Stem cells could be used in early clinical trials within two years

Dr Jeffrey Rothstein, Johns Hopkins University

Normally, animals infected with the Sindbis virus permanently lose the ability to move their limbs, as neurons leading from the spinal cord to muscles deteriorate.

They drag legs and feet behind the, mimicking symptoms found in patients with a disease called spinal muscular atrophy (SMA).

But half of the rodents treated with stem cells recovered the ability to place the soles of one or both of their hind feet on the ground.

Researcher Dr Jeffrey Rothstein said: "This research may lead most immediately to improved treatments for patients with paralyzing motor neuron diseases, such as amyotrophic lateral sclerosis (ALS) and SMA.

"Under the best research circumstances, stem cells could be used in early clinical trials within two years."

Broad effect

Dr Douglas Kerr, who led the research team, said the study was significant because it was one of the first to demonstrate stem cells have the potential to restore function over a broad region of the central nervous system.

The research was carried out on mice and rats

He said: "Most use of neural stem cells so far has been for focused problems such as stroke damage or Parkinson's Disease, which affect a small, specific area."

In the rodent study, however, injected stem cells migrated to broadly damaged areas of the spinal cord.

Dr Kerr said: "Something about cell death is apparently a potent stimulus for stem cell migration.

"Add these cells to a normal rat or mouse, and nothing migrates to the spinal cord."

In the study of 18 rodents, the researchers injected stem cells into the animals' cerebrospinal fluid via a hollow needle at the base of the spinal cord.

Within several weeks, the cells migrated to the ventral horn, a region of the spinal cord containing the bodies of motor nerve cells.

Between 5% and 7% of the stem cells turned into fully functioning nerve cells, enough to restore some movement within eight weeks in half of the rodents.

The scientists are now trying to discover how it is possible that such an apparently small number of nerve cells can make such a significant difference to the animals' capacity to move.

Inherited disorder

SMA is the most common inherited neurological disorder and the most common inherited cause of infant death. The gene for the disease is carried by one in 40 people.

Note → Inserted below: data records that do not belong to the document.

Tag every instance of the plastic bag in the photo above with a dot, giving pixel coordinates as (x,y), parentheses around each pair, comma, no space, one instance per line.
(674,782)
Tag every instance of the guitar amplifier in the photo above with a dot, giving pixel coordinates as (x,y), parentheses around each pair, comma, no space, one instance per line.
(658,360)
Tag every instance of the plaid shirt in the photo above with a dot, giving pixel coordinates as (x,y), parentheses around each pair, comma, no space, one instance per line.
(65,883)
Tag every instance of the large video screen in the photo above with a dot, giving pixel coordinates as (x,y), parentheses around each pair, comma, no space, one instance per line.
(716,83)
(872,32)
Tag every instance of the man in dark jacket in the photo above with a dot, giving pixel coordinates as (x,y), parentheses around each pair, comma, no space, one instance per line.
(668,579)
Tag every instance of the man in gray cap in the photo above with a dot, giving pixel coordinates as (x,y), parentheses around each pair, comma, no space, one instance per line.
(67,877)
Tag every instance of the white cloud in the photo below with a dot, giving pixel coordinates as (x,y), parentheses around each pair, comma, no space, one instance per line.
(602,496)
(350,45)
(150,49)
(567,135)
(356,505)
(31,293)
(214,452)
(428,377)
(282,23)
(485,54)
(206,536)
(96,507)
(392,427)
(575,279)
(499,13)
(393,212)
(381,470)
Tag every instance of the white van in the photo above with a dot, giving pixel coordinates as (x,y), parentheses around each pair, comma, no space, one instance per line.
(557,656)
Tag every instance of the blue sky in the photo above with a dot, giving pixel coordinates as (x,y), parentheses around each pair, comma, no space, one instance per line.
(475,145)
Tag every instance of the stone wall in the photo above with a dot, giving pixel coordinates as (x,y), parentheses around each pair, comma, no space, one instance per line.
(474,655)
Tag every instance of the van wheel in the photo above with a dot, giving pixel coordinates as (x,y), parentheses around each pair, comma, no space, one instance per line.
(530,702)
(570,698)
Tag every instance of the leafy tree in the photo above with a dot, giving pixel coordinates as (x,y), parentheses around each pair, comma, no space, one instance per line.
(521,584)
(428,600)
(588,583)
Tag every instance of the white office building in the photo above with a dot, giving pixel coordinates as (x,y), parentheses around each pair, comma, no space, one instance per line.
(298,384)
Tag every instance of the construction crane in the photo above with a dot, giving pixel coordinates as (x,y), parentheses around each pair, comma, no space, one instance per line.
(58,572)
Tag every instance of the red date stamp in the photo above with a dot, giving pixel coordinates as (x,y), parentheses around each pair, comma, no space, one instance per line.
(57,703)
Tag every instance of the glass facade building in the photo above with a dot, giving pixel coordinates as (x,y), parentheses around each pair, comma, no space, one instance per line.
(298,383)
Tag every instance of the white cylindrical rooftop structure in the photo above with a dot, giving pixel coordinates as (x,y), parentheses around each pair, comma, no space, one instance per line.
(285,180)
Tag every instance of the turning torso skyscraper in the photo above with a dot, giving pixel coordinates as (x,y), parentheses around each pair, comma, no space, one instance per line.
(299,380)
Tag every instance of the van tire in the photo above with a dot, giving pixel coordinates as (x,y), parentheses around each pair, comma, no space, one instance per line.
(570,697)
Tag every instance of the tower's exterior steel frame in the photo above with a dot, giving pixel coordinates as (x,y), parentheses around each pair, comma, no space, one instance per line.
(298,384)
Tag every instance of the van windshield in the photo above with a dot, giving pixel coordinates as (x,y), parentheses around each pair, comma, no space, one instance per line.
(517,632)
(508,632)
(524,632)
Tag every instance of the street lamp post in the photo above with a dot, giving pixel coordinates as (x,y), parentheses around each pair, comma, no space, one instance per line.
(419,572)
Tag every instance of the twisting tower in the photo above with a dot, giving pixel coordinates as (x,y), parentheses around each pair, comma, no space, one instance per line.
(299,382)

Both parents need to be carrying the gene before a child develops the condition. The disease causes nerve cells leading from the spinal cord to muscles to deteriorate.

Children are born weak and have trouble swallowing, breathing and walking. Most die in infancy, though some live into young childhood.

In the UK, Anita MacAulay, executive director of the Jennifer Trust for Spinal Muscular Atrophy, welcomed the research.

She said: "This research is really exciting news and will be well received by the families of victims as it could make the day when SMA is thing of the past that much closer."

ALS causes the deterioration of motor nerves leading from the brain to the spinal cord as well as those from the cord to muscles. The disease eventually creates whole-body paralysis and death.

Ruth Obeten, superintendent physiotherapist at the Internal Spinal Injuries and Rehabilitation Centre at the Royal Buckinghamshire Hospital, said the technique could potentially also help patients with spinal injuries.

She said: "Maybe eventually if you inject these things into the spine immediately after injury you might get some re-growth of material.

"But spinal cord material dies off so quickly that unless it was done immediately there would be nothing left to re-grow."

The findings were presented at a conference of the Society for Neuroscience in New Orleans.